In Alabama, after a sail boat disappeared from the seas off Cape Canaveral, Florida, without explanation the court concluded that the mysterious-disappearance exclusion is not ambiguous and the loss of the sail boat was mysterious. Concluding that the policy, when read as a whole, and because there is no genuine issue of material fact concerning the disappearance of the sailboat, the trial court should have entered a summary judgment in St. Paul’s favor. [St. Paul Fire & Marine Ins. Co. v. Britt, 203 So.3d 804 (Ala. 2016)]
In an action to recover damages for conversion, in which the defendants US Art Co., Inc., and U.S. Art International, LTD., commenced an action for a judgment declaring that Certain Underwriters at Lloyd’s, London (“Lloyd’s), had a duty to defend and indemnify them in the main action. The court refused the motion for summary judgment based on a “mysterious disappearance” exclusion. It also sought defense to the action by the owners of the art. The court found:
[U]nderwriters failed to establish as a matter of law that coverage should be barred based on the “mysterious disappearance” exclusion. The explanation for the loss proffered by the US Art employees, if believed by the trier of fact, could reasonably support an inference that the artwork was accidentally thrown away, which would take the loss out of the “mysterious disappearance” exclusion (Citations omitted.)
In the event that it is determined that the “mysterious disappearance” exclusion does not apply; Underwriters will only have the duty to indemnify US Art for its losses. Pursuant to the language of the policy, Underwriters had the option to defend, not the duty to defend, the main action (Citations omitted.)[1]

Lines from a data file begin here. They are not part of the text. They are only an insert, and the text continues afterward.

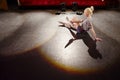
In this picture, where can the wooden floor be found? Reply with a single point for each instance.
(32, 47)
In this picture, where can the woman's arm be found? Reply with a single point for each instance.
(94, 34)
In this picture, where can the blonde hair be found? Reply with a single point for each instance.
(89, 10)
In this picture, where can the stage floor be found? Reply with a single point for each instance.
(32, 46)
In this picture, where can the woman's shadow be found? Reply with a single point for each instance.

Although the Underwriters were unable to establish their defense based on the exclusion at summary judgment, they did establish that the policy issued by them did not require a defense but, rather allowed the insurer the option to defend which Lloyd’s properly refused to exercise.

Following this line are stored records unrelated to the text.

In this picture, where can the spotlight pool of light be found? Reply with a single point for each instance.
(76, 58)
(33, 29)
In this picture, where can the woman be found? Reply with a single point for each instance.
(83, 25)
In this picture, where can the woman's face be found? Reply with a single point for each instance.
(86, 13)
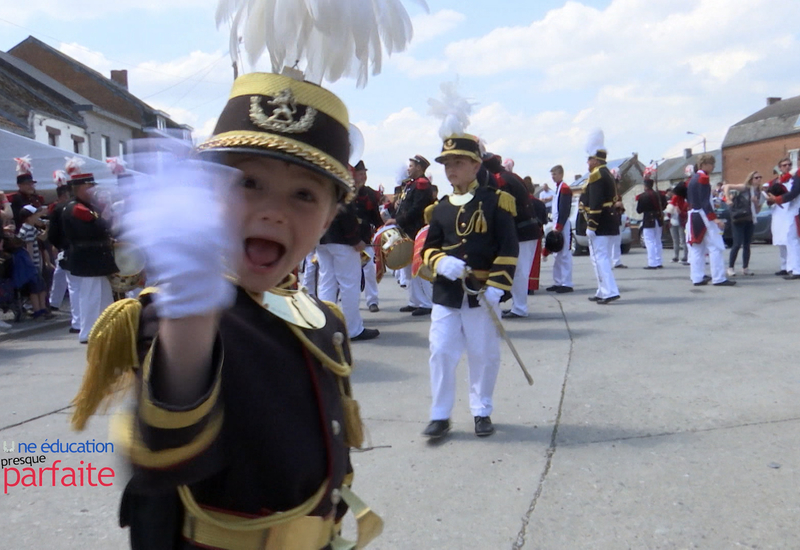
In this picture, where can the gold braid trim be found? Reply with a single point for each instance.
(111, 358)
(262, 140)
(507, 202)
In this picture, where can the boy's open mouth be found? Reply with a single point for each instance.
(263, 252)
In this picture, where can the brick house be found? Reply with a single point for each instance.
(760, 140)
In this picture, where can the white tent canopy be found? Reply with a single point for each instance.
(45, 159)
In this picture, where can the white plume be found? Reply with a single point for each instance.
(452, 109)
(335, 38)
(595, 141)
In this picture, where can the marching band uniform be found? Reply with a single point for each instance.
(702, 233)
(90, 256)
(651, 204)
(528, 233)
(602, 223)
(789, 205)
(476, 229)
(367, 202)
(562, 262)
(417, 194)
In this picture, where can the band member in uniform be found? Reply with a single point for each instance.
(790, 202)
(704, 230)
(90, 252)
(651, 204)
(339, 257)
(367, 203)
(561, 210)
(416, 195)
(472, 228)
(528, 231)
(244, 419)
(602, 222)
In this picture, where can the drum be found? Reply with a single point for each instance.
(130, 262)
(396, 247)
(418, 268)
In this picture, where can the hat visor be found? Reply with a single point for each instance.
(458, 152)
(216, 153)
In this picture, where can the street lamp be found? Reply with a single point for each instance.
(702, 136)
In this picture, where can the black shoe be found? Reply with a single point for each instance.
(483, 426)
(437, 429)
(511, 315)
(366, 334)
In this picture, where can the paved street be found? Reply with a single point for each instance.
(668, 419)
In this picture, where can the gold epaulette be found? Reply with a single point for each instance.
(111, 357)
(507, 202)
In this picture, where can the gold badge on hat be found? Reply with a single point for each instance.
(283, 114)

Mysterious disappearance has been defined as:
loss under unknown, puzzling or baffling circumstances which arouse wonder, curiosity, or speculation, or circumstances which are difficult to understand or explain. A mysterious disappearance is a disappearance under circumstances which excite, and at the same time baffle, wonder or curiosity. Davis v. St. Paul Mercury & Indemnity Co., 227 N.C. 80, 40 S.E. 2d 609 (1946).[2]

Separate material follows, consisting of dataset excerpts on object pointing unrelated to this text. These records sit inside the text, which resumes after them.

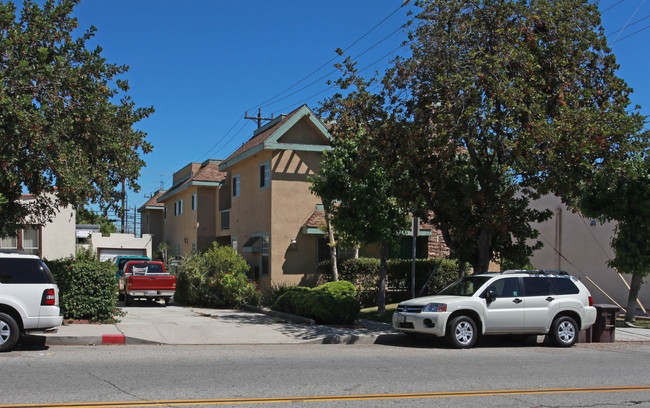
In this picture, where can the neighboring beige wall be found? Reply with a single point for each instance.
(292, 204)
(151, 222)
(180, 230)
(584, 249)
(250, 212)
(206, 213)
(125, 242)
(58, 237)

Mysterious disappearance was early defined in Davis v. St. Paul Mercury & Ind. Co., 227 N.C. 80, 40 S.E.2d 609, 169 A.L.R. 220, 223 (1946), followed in Loop v. United States Fidelity & Guaranty Ins. Co., 63 So.2d 247 (La.App.1953), and Deckler v. Travelers Indemnity Company, 94 So.2d 55 (La.App.1957), as “any disappearance or loss under unknown, puzzling or baffling circumstances which arouse wonder, curiosity, or speculation, or circumstances which are difficult to understand or explain and a disappearance under circumstances which excite, and at the same time baffle, wonder or curiosity. [Midlo v. Indiana Lumbermen’s Mut. Ins. Co., 160 So.2d 314 (La. App. 1964)]
Mysterious Disappearance v. Theft
“Theft” is very different from “mysterious disappearance” despite the fact that a loss of property results from both. Theft has generally been interpreted as any wrongful appropriation of another’s property to the use of the taker. Courts are generally in accord in defining theft as including “a taking by fraudulent conduct under circumstances which evidence an intent to steal.”[3] Evidence that establishes a mysterious disappearance is not sufficient for the insured to carry the burden of proving theft.
Although one can infer theft from a mysterious disappearance not all mysterious disappearances are a result of theft. At most, a mysterious disappearance is circumstantial evidence of theft.
Insurance policies will define terms, like “theft” as “the unlawful taking of property to the deprivation of the Insured.”[4]